Chronique

Ping Machine

Des trucs pareils

Label / Distribution : Neuklang / Harmonia Mundi

Il est des disques qui s’imposent. On sait tout de suite qu’on vient de découvrir une pépite qui va nous tenir compagnie un bon bout de temps. Ils affirment leur personnalité, et on ne saurait dire si leur qualité première est d’exprimer un esprit collectif puissant ou de transmuer l’amalgame d’individualités en ensemble soudé. Ils traduisent, avec toute l’élégance de leur énergie créative, le travail d’un tout inventif, constamment sur la brèche, qui déploie des couleurs en perpétuel renouvellement au fil d’une exploration passionnante. Une aventure bariolée, qui ne laisse jamais l’auditeur au bord de la route.

Cette fois, c’est le troisième disque de Ping Machine [1], intitulé Des trucs pareils et tout de rouge vêtu [2], grâce à un propos riche de convergences. On sent en effet dans ce groupe – car c’en est un, j’insiste – le désir de ne pas se laisser enfermer dans le confort un peu nostalgique d’un classicisme jazz vers où sa dimension pourrait le guider. Ici, on n’est pas un big band pour le principe, ni même pour regarder trop fixement dans le rétroviseur de l’histoire récente, mais pour souffler un air frais, celui des nouveaux espaces à défricher. A une époque où nos sociétés rejettent le concept même, Ping Machine veut redonner vie au mot « ensemble » en conciliant d’une part le raffinement, les arrangements complexes hérités autant jazz que de la musique classique (celle du début du XXe) ou contemporaine (par des motifs parfois sériels), et d’autre part une grande lisibilité mélodique.

Car pour très élaborée qu’elle soit, la musique de Ping Machine n’est ni didactique ni laborieuse ; sa densité et son énergie - peut-être issues d’influences plus rock - sont des atouts majeurs, des armes de séduction auxquelles on se rend volontiers. L’air frais de son écriture précise et audacieuse charrie un parfum qui n’est jamais capiteux. Au contraire, on respire à pleins poumons l’oxygène de ses inventions répétées - pour filer la métaphore olfactive. De plus, sa force est de concilier avec aisance - preuve de maturité - des textures d’ensemble, des masses sonores à la fois profondes et peaufinées, et les échappées de ses solistes, jamais en mal d’inspiration quand ils partent sur les sentiers de l’improvisation. On pourrait les citer un par un car ils sont les créa(c)teurs d’une harmonie qui naît devant nous. Le répertoire leur laisse le temps de s’exprimer sans qu’ils perdent un instant de vue leur appartenance au groupe.
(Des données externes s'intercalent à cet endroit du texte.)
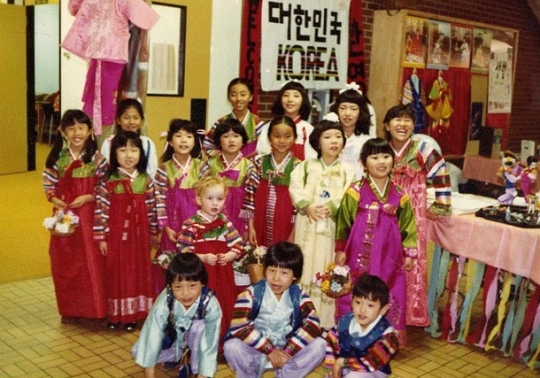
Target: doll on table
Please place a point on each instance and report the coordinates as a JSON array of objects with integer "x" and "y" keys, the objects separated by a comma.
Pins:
[{"x": 510, "y": 172}]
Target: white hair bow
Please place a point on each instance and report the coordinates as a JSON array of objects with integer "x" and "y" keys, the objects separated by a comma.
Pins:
[
  {"x": 333, "y": 117},
  {"x": 352, "y": 86}
]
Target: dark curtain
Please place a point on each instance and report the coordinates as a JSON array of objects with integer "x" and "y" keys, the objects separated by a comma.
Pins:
[{"x": 451, "y": 138}]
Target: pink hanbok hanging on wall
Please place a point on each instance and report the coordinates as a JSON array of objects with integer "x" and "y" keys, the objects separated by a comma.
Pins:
[{"x": 100, "y": 35}]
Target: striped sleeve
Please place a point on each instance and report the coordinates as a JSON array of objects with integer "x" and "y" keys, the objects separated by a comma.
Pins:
[
  {"x": 150, "y": 200},
  {"x": 308, "y": 331},
  {"x": 101, "y": 213},
  {"x": 438, "y": 177},
  {"x": 378, "y": 355},
  {"x": 243, "y": 328},
  {"x": 234, "y": 240},
  {"x": 332, "y": 348},
  {"x": 161, "y": 183},
  {"x": 253, "y": 179},
  {"x": 186, "y": 237},
  {"x": 50, "y": 181}
]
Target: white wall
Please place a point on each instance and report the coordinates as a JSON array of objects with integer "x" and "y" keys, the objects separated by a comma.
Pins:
[
  {"x": 73, "y": 69},
  {"x": 224, "y": 55},
  {"x": 224, "y": 59},
  {"x": 46, "y": 38}
]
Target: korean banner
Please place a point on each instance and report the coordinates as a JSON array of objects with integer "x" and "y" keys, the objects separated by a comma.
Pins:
[{"x": 307, "y": 41}]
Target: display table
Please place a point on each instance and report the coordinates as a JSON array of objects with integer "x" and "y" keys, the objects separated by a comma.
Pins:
[{"x": 471, "y": 253}]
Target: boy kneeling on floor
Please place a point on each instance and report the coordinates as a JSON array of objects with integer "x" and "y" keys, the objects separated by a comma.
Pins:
[
  {"x": 185, "y": 317},
  {"x": 275, "y": 325}
]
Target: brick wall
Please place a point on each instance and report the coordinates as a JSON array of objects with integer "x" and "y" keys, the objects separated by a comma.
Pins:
[{"x": 516, "y": 14}]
En capitaine épanoui, le guitariste Frédéric Maurin – auteur des compositions et des arrangements – réussit donc un beau pari. Entouré d’une bande d’experts – moyenne d’âge 30 ans – qui sont à la fois rompus au travail de groupe et de redoutables solistes, il est aux commandes d’une belle embarcation où la difficile exigence de l’écriture ne nuit jamais à la spontanéité. Au point de susciter une douce forme de dépendance... Dès que le disque s’arrête, on revient très vite au début ! Chaque fois nous attendent une nouvelle découverte, une nuance qui nous avait échappé, ou l’accompagnement d’un chorus en liberté sur un chemin de traverse. Comme une vaste fresque poétique, contrastée et chatoyante, qu’on observerait de loin avant de venir en scruter certains détails avec attention.

Des trucs pareils est un disque qui nous veut du bien. Et c’est réciproque !

Personnel :

Bastien Ballaz (tb), Guillaume Christophel (bs, clb), Jean-Michel Couchet (as, ss), Andrew Crocker (tp), Fabien Debellefontaine (as, cl, fl), Florent Dupuit (ts, fl), Quentin Ghomari (tp, bugle), Didier Havet (tb, tuba), Rafaël Koerner (dms, perc), Frédéric Maurin (g, perc, dir), Benjamin Moussay (p, Fender, celesta), Fabien Norbert (tp, bugle), Raphaël Schwab (b), Julien Soro (ts, cl).

par Denis Desassis // Publié le 26 décembre 2011

[1Après Club 189, 2008, et Random Issues, 2009.

[2On notera la qualité du livret, avec son poster dépliant proposant de pétillants portraits photographiques signés de notre collègue Christophe Alary.